L'été 2022 a été l'été le plus chaud jamais enregistré en Europe avec des moyennes de températures supérieures de 0,78 à 3,56 degrés selon les régions, par rapport aux moyennes de 1991 à 2020. Selon un travail mené par les chercheurs de l'Inserm, en collaboration avec l’Institut de Barcelone pour la santé globale (ISGlobal), et publié dans « Nature Medicine », il y aurait 61 672 décès attribuables à la chaleur au cours de cet été record sur le continent.
Ce chiffre s'approche du nombre record de morts supplémentaires liés à la canicule qu'a connu l’Europe en 2003, soit 70 00 décès. Pour les chercheurs, la comparaison entre les deux bilans indique que les stratégies d’adaptation développées au cours des 20 dernières années pour protéger les populations les plus vulnérables ne sont pas suffisantes. Un constat inquiétant alors même que le nombre d'épisodes de forte chaleur pourrait doubler d'ici à 2050, sous l'effet du réchauffement climatique.
Les effets des canicules de 2022 sur la mortalité n'ont pas été homogènes en Europe et au cours du temps. L'équipe a scruté les données de température et de mortalité dans 823 régions de 35 pays européens. La plus grande anomalie thermique a été enregistrée entre le 11 juillet et le 14 août, période durant laquelle la chaleur a causé 38 881 décès, selon le travail de l'Inserm. La période du 18 au 24 juillet a été particulièrement torride, et on estime que 11 637 décès sont attribuables à la chaleur, principalement en Europe de l'Est et du Sud. Au total, 114 personnes sont mortes à cause de la chaleur pour chaque million d'Européens. Les chercheurs estiment que chaque degré gagné depuis 2015 a été associé au décès de 18 547 personnes en Europe lors des vagues de chaleur estivales.
Le paradoxe français
C'est en France que la plus forte augmentation de température a été observée : +2,43 °C au-dessus des valeurs moyennes de la période 1991-2020, mais elle n'aurait subi que 4 807 décès supplémentaires causés par la chaleur, alors que l'Italie (+2,28 °C) en a connu 18 010, l'Espagne (+2,11 °C) 11 324 et l'Allemagne 8 173.
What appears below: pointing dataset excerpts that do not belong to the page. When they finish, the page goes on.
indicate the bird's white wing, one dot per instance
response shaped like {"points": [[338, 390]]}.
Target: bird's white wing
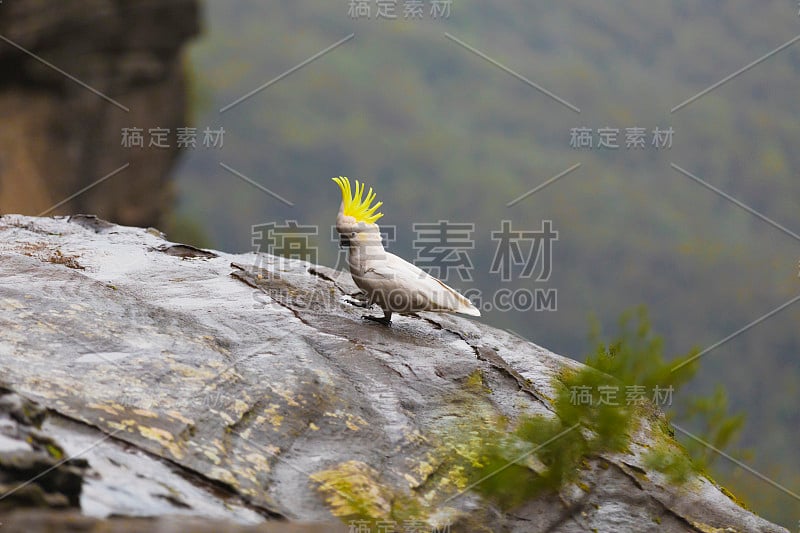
{"points": [[400, 286]]}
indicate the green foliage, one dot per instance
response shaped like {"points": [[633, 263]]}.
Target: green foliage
{"points": [[676, 465], [718, 428], [635, 356], [543, 453]]}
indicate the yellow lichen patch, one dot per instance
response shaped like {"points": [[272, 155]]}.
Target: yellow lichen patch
{"points": [[222, 475], [124, 425], [350, 420], [351, 489], [164, 438], [240, 408]]}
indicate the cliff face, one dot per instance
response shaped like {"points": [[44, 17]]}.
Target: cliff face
{"points": [[244, 387], [99, 66]]}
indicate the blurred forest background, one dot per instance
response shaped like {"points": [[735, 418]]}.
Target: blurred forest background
{"points": [[442, 134]]}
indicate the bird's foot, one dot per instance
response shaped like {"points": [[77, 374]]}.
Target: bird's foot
{"points": [[386, 320]]}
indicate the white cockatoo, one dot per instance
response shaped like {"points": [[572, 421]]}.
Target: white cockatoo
{"points": [[395, 285]]}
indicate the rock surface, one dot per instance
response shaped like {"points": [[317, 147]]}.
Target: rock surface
{"points": [[243, 388], [59, 136]]}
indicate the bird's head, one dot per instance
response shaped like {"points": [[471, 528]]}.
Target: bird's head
{"points": [[356, 214]]}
« La température n'est pas le seul critère responsable de la surmortalité, explique Hicham Achebak, co-auteur de l'étude. Il faut aussi prendre en compte plusieurs facteurs démographiques, socio-économiques, ainsi que les stratégies d'adaptation des populations et des pouvoirs publics. » Est-ce que les mesures de prévention de la canicule se sont révélées plus efficaces en France ? Ou la population française s'est-elle montrée plus résiliente ? Hicham Achebak reste prudent : « nous manquons d'études sur l'efficacité des différentes mesures de protection des populations, et sur l'impact des évolutions socio-démographiques. Notre étude ne fournit qu'une partie de la réponse. »
Des chiffres inférieurs à ceux de Santé publique France
Ces chiffres sont à comparer à ceux publiés en juin 2023 par Santé publique France (SPF). L'agence estimait que près de 33 000 décès étaient attribuables en France entre 2014 et 2022, dont près de 7 000 en 2022, soit environ 2 000 de moins que l'estimation faite par les chercheurs de l'Inserm. La source de données des deux travaux est pourtant identique : la base de données du Centre d'épidémiologie sur les causes médicales de décès (CépiDc).
La principale différence entre les deux estimations réside dans le fait que Santé publique France a exploité les chiffres quotidiens de mortalité, quand les chercheurs de l'Inserm ont utilisé des données hebdomadaires. Hicham Achebak en explique la raison : « la majorité des pays européens ne sont pas en mesure de fournir des données quotidiennes, mais des données hebdomadaires, indique-t-il. Or, il fallait que l'on puisse comparer les chiffres entre les pays européens. » Il est aussi important de noter que SPF a arrêté sa période d'étude à la moitié du mois de septembre et non pas au début du mois.
Selon les estimations de l'Inserm, la température du continent européen est en train de s'emballer. Entre 1991 et 2012, la température moyenne annuelle a augmenté de 0,028 °C par an. Un rythme multiplié par 5 depuis 2013 : +0,142 °C par an. Les prédictions des auteurs ne sont pas rassurantes : en l'absence d'une réponse adaptative efficace, le continent fera face à une moyenne de plus de 68 000 décès en excès chaque été d'ici à 2030 et de plus de 94 000 d'ici à 2040.